Saturday, January 2, 2010

The Heretic's Daughter review




Historical fiction has recently become a new love of mine, so recently when a member of the book club that I am in nominated The Heretic's Daughter by Kathleen Kent I was excited and immediately cast my vote for it. It received the nod and I put it on my Christmas list. I couldn't wait upon opening it Christmas morning to get started on it.

I read the back of the book again:

In 1752, Sarah Carrier Chapman, weak with infirmity, writes a letter to her granddaughter, revealing the secret she has closely guarded for six decades...
Her story begins more than a year before the Salem witch trials when nine-year-old Sarah and her family arrive in a New England Community already gripped by superstition and fear. As they witness neighbor pitted against neighbor, friend against friend, hysteria escalates- until more than 200 men, women, and children have been swept into prison. Among them is Sarah's mother Martha Carrier.
In an attempt to protect her children, Martha asks Sarah to commit an act of heresy- a lie that will most surely condemn Martha even as it will save her daughter.


This book would surely feed my fascination and I would learn something about this period of our nation's history that I really knew nothing about. Eagerly I dug into the book, and...found myself trying to dig my way back out.

I found the book to be very slow moving. I really wanted to know more about Martha Carrier who truly was condemned to hang in August of 1692. The story, though, is more Sarah's story than Martha's.

Sarah desribes her parents as dry, harsh, sullen & silent. They do not seem to be a loving or close family. So when they move to her grandmother's farm in Andover she experiences the gentleness and love from her grandmother that she has been longing for in her hard and unyielding parents.

When smallpox strikes her brother Andrew, Sarah must take refuge with her aunt, uncle, and cousin Margaret in a neighboring village in order to escape the death grip of the disease. She comes to love her sweet aunt, laugh at her uncle's stories and idolize Margaret so much she does not want to go back to the dourness of her family home, especially after learning her grandmother had fell victim to the dreaded smallpox and has died.
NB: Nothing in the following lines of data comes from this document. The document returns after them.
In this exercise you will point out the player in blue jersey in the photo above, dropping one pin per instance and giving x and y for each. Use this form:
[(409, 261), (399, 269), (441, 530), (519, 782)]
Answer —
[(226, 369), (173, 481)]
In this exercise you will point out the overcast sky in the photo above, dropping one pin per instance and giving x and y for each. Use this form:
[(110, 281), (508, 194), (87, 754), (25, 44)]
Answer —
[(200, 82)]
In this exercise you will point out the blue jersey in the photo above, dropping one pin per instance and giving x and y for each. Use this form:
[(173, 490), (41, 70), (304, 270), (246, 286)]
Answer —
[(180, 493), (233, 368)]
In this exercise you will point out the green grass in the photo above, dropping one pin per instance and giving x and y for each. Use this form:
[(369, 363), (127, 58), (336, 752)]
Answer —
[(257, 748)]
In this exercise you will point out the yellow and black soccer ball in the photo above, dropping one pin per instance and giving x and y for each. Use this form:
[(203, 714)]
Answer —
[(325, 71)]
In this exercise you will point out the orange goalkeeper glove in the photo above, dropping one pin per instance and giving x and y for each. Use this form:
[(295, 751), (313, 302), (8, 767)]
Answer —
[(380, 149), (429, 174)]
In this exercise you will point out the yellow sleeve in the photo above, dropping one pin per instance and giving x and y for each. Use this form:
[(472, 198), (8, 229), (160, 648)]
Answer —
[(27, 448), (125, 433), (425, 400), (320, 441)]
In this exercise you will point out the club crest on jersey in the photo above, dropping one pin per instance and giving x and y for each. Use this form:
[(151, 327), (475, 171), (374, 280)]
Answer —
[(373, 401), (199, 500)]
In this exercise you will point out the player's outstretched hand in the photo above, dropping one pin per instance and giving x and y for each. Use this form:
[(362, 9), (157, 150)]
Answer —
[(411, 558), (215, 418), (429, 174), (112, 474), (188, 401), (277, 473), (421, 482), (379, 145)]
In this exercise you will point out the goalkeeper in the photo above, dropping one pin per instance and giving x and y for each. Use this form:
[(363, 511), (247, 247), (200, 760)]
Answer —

When lies and rumors start to spread about the Carrier family it isn't long before the whispers and taunts of "witch, witch, witch" start to follow Sarah and her mother. When Martha Carrier hears word she is soon to be arrested she makes her daughter promise that she will tell the townsfolk and the judges whatever they want to hear in order to save her own life- even if it means condemning her mother.

It is finally toward the end of the book that we learn Sarah's mother and father aren't as hard and unyielding as Sarah often thought them to be and the sacrifices they make for the sake of their children will tear at your heart. I just wish it hadn't taken three fourths of the book to bring out the emotion that I thought the book would be rife with from the very beginning.

The author, Kathleen Kent, is a tenth-generation descendent of Martha Carrier and grew up listening to stories about her. Her first novel is well written and researched and I would definitely consider reading another book by Ms. Kent.